Yer Metal is Olde: DOWN – NOLA

Supergroups. That exciting moment when you learn that members of two or more bands you love are coming together to create … well, if we’re honest with ourselves, usually disappointment. It’s rare that supergroups come close to fulfilling that promise and that’s probably because they can’t. That’s not their fault – expectations are always sky high as a new group coalesces but different fans want different aspects of their favorites to be front and center in the new entity. A rare example, however, of a supergroup not just living up to the hype but downright crushing – at least for this fan – is DOWN. Bringing together members of Eyehategod, Crowbar, Corrosion of Conformity and fronted by the controversial-polarizing-but-incredible-vocalist Philip H. Anselmo of Pantera, when these dudes crawled out of a Louisiana swamp and dropped their full-length debut NOLA in 1995, all bets were off.

DOWN’s actual debut was a demo record that dropped in 1992 and featured 10 songs, eight of which would form the backbone of NOLA, three years later. Combining a sludgy groove with hazy stoner rock riffs and a Deep South blues vibe, NOLA – named after New Orleans, Louisiana – felt like something new, fresh and very dirty. Despite Dr. A.N. Grier’s farcical claim – which he buried in a footnote, hoping no one would notice – that Exhorder introduced the DOWN sound before DOWN, there really wasn’t anything else out there like NOLA when it appeared. As album opener “Temptation’s Wings” kicks into life, the dual guitars of CoC’s Pepper Keenan and Crowbar’s Kirk Windstein have a thick and organic quality to them, as big, meaty riffs are laid one atop another, with the blues melody. The groove-laden bass of Windstein’s Crowbar colleague Todd Strange adds a swagger to proceedings, as Eyehategod’s Jimmy Bower sets up an easy but compelling rhythm behind the kit.
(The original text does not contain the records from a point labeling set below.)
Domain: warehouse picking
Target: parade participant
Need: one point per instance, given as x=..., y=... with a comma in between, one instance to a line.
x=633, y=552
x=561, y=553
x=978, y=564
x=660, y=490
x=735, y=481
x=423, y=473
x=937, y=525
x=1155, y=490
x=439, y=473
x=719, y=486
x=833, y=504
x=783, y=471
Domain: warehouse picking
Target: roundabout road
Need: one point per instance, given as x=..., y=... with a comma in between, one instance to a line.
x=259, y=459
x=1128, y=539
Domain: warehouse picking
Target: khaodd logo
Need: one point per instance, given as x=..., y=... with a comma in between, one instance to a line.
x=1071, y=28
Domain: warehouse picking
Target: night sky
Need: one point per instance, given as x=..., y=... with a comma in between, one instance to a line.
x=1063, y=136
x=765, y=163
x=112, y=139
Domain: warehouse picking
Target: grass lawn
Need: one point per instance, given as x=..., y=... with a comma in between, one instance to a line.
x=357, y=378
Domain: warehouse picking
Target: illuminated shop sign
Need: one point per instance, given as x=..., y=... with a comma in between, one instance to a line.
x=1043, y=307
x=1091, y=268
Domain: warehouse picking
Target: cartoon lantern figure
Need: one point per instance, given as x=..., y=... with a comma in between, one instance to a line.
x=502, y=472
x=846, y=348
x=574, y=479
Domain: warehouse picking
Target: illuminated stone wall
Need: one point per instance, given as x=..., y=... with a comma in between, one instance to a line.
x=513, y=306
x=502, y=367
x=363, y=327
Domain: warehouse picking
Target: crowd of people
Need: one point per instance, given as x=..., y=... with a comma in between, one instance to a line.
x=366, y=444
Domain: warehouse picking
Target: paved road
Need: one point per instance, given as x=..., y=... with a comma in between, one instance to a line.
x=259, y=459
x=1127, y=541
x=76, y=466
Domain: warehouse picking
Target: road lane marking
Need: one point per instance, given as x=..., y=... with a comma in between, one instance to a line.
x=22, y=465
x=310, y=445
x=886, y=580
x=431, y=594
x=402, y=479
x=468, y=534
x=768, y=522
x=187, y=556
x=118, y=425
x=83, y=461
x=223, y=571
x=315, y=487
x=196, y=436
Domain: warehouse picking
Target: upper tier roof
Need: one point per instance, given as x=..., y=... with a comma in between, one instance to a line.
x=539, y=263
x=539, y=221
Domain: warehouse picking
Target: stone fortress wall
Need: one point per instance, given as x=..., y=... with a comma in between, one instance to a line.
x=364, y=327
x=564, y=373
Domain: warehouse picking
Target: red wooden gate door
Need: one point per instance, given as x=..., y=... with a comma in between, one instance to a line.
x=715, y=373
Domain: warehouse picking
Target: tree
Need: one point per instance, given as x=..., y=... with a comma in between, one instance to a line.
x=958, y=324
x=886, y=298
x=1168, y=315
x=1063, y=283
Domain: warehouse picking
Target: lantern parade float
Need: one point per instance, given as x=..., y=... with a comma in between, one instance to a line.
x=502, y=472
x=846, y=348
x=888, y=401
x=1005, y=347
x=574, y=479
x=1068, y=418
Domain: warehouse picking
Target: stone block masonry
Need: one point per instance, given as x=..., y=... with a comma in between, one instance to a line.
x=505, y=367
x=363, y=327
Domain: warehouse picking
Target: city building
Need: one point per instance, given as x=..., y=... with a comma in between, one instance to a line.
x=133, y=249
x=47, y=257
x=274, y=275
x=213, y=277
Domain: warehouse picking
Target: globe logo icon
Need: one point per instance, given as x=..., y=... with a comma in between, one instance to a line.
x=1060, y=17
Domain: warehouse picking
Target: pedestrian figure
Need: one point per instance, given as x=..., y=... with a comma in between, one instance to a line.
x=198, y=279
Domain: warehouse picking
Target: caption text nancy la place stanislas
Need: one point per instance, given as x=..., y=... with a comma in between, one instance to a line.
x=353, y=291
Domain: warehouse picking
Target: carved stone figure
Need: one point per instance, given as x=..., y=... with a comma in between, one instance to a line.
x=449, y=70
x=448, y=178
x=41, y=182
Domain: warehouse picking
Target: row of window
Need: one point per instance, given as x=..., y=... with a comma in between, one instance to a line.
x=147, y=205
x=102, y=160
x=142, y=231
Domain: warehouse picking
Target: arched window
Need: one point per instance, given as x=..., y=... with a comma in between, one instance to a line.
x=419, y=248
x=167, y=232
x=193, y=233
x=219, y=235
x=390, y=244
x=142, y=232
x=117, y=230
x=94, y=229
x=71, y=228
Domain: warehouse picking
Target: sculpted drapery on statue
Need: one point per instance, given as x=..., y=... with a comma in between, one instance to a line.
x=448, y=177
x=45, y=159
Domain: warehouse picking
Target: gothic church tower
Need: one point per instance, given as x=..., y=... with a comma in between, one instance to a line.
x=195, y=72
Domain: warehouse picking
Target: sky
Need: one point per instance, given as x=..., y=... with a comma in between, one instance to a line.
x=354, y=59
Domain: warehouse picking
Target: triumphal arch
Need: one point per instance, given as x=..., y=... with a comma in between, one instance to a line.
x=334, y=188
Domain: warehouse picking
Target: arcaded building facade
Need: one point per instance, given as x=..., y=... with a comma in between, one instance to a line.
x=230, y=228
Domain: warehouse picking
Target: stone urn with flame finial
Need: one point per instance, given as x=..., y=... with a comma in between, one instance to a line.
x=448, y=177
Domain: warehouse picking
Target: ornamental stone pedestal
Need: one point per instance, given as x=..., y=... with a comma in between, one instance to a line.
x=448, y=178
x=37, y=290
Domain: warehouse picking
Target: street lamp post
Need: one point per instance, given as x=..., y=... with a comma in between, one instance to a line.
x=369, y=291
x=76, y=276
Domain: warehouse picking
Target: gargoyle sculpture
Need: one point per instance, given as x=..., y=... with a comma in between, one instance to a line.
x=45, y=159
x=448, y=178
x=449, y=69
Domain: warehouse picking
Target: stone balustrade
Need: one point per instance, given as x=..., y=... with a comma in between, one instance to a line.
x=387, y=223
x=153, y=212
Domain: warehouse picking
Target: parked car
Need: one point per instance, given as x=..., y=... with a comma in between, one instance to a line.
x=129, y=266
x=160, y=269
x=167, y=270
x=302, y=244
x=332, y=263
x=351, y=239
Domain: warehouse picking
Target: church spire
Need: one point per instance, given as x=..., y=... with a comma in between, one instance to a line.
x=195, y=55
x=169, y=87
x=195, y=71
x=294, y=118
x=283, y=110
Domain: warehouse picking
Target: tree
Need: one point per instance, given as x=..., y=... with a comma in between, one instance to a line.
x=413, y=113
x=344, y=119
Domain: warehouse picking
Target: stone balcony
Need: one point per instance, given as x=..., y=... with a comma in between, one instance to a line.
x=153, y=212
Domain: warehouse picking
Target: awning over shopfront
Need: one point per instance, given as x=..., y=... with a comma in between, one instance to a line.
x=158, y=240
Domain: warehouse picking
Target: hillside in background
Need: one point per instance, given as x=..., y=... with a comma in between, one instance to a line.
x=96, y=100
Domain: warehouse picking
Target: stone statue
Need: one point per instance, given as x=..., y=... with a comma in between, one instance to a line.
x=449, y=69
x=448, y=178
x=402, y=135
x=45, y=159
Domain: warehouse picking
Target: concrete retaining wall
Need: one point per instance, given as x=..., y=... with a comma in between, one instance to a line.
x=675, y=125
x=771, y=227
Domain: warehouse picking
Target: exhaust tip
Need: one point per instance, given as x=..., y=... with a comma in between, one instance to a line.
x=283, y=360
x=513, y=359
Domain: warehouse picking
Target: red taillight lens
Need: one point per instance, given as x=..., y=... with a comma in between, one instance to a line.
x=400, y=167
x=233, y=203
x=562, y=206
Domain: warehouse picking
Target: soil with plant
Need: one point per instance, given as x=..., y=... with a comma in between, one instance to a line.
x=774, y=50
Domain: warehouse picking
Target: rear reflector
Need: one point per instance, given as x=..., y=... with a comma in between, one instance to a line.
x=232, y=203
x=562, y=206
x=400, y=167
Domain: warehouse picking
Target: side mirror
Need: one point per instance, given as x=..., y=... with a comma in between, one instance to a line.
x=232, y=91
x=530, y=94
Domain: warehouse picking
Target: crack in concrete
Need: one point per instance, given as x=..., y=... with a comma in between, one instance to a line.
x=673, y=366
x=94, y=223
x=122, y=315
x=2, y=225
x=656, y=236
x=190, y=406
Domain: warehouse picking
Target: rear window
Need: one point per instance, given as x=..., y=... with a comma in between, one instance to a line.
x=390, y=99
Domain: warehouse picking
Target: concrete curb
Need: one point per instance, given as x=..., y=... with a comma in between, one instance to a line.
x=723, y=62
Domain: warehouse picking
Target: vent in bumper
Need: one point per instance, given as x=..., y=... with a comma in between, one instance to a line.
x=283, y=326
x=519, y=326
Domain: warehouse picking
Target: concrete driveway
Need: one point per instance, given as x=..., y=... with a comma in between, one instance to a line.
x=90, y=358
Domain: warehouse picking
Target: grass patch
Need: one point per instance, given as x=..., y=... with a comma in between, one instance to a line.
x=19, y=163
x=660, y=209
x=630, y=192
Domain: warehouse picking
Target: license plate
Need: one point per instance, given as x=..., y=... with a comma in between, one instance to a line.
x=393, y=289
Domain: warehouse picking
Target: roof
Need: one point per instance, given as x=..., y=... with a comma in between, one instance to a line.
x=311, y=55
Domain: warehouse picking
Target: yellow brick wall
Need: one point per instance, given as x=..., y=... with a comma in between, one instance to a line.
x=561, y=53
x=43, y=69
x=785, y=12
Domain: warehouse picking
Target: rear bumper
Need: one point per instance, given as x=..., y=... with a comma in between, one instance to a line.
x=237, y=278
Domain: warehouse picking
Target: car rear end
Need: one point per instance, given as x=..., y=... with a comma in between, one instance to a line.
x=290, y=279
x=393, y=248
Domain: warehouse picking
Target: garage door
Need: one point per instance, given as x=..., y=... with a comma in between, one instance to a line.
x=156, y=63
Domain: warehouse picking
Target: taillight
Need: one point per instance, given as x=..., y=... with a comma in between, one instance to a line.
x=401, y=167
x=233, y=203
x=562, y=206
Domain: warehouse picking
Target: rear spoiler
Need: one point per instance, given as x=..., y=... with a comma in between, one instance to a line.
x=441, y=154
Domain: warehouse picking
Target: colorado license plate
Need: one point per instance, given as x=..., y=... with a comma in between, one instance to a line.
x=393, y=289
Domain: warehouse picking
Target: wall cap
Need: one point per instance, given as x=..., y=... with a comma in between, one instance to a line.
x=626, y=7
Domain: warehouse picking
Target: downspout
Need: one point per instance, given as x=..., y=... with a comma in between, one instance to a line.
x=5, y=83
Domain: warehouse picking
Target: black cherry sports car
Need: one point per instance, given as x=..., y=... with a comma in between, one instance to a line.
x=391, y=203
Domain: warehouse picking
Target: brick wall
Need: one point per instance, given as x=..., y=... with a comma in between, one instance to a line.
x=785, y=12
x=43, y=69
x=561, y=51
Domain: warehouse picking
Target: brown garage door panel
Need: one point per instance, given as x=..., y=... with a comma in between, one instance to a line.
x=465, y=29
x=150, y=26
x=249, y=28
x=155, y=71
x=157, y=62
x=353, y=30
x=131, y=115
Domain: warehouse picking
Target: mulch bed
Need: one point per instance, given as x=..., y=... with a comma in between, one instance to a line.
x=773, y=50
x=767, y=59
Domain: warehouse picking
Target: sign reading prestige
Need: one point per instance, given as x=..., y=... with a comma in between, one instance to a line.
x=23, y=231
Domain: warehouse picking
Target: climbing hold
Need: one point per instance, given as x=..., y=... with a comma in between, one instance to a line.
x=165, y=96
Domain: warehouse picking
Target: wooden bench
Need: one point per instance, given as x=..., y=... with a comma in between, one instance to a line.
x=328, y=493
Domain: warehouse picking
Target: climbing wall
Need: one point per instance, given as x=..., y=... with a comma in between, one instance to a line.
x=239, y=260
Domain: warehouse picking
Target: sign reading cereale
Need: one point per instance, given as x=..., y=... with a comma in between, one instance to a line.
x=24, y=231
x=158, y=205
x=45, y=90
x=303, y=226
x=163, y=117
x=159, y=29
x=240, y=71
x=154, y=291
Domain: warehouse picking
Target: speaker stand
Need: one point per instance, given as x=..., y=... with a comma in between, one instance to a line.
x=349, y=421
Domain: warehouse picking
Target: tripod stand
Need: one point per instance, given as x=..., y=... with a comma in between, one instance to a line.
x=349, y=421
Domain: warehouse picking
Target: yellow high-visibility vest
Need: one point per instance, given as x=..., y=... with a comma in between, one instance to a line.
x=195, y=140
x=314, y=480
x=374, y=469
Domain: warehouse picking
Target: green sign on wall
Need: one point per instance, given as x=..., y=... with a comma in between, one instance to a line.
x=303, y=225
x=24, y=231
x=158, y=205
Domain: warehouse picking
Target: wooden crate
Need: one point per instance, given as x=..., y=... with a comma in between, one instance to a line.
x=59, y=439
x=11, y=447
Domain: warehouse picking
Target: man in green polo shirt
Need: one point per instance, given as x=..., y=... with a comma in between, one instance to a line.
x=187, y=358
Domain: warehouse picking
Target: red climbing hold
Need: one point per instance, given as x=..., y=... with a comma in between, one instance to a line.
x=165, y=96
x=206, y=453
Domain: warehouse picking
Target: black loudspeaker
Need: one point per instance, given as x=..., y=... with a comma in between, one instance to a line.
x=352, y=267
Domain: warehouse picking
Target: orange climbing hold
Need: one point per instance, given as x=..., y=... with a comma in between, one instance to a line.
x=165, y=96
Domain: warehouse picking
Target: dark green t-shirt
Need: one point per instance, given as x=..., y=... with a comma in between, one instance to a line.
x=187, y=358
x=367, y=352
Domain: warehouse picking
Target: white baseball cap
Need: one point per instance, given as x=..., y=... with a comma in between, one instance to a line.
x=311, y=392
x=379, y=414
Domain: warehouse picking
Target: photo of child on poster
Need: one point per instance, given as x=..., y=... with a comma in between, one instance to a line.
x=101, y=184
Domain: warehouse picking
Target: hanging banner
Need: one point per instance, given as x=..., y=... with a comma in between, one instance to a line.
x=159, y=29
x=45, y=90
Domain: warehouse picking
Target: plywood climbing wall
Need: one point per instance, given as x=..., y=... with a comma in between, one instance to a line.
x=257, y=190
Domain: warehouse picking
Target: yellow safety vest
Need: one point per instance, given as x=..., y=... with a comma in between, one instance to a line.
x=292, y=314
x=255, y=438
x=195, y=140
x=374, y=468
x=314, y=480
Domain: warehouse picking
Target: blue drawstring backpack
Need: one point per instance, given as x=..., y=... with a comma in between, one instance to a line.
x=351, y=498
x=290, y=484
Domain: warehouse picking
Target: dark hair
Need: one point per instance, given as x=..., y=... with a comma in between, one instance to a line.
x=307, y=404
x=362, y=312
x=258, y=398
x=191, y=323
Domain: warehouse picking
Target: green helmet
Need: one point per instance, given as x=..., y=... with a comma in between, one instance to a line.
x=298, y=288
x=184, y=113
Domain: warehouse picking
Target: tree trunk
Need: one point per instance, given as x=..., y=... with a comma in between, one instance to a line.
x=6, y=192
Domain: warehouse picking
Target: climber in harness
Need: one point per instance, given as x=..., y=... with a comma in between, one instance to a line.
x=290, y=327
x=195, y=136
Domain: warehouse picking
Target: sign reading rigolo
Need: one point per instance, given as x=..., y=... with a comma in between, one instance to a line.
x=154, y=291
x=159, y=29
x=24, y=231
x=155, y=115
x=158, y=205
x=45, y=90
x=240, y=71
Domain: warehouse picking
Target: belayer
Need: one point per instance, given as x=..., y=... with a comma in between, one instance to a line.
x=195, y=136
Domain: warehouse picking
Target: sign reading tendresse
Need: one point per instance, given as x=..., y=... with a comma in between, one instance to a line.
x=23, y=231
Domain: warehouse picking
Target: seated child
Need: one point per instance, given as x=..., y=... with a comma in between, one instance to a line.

There are many highlights on NOLA but my first memories of listening to DOWN are all about Anselmo’s performance, which for me is up there as one of his career best. At times a rampaging beast, all raw, drawn out screams (“Temptation’s Wings” and “Hail the Leaf”), at others a crooner (“Jail”) or belting out plaintive, smoke-tainted and whiskey-edged cleans (“Rehab” and “Stone the Crow”), Anselmo largely abandons the gruff hardcore barks of the previous year’s Far Beyond Driven but he is simply on fire across NOLA. That Anselmo turned in a huge performance was only a part of what made DOWN so special. The other part of it, the more important part, was that, almost uniquely among supergroups to my knowledge, this five-headed beast managed to blend elements of all the members’ day jobs and come up with something that sounded both familiar and yet all its own.

The dirty, hardcore-tinged sludge of Crowbar and Eyehategod (“Underneath Everything”) are as prominent on NOLA as the groove of Corrosion of Conformity (“Rehab” and “Losing All”) and unmistakable vocal versatility that Anselmo brought to Pantera. Combining this with the languorous blues tones that drench the record as a whole, bubbling over in moments like the glorious Kyuss-esque opening to “Eyes of the South” and instrumental “Pray for the Locust,” DOWN effortlessly guide the listener through a rolling sea of moods across NOLA’s near hour-long runtime. While my personal highlights are the gorgeous “Stone the Crow” and the viciously melancholic “Rehab,” DOWN close out the album with the monstrous anthem “Bury me in Smoke,” creating possibly the most Pantera-like thing on NOLA.

Time to own up. I didn’t discover NOLA when it dropped in 1995. I was 12 at the time and listening to … well, never mind what I was listening to then but it wasn’t this. When I did discover it, sometime around 2000, I did so having fallen in love with Pantera and The Great Southern Trendkill in particular. DOWN opened my eyes to a different way to deliver heaviness and groove, melding it seamlessly with the laid-back vibe of the South and dripping in sludgy overtones. Anselmo’s strutting confidence fronting proceedings made NOLA a stone cold classic and an all too rare instance of a supergroup actually being, dare I say, super. That DOWN’s members have significant blank spots in their memories when it comes to the process of actually making NOLA – due to being, how shall I put this, utterly off their tits – perhaps makes their achievement all the more impressive.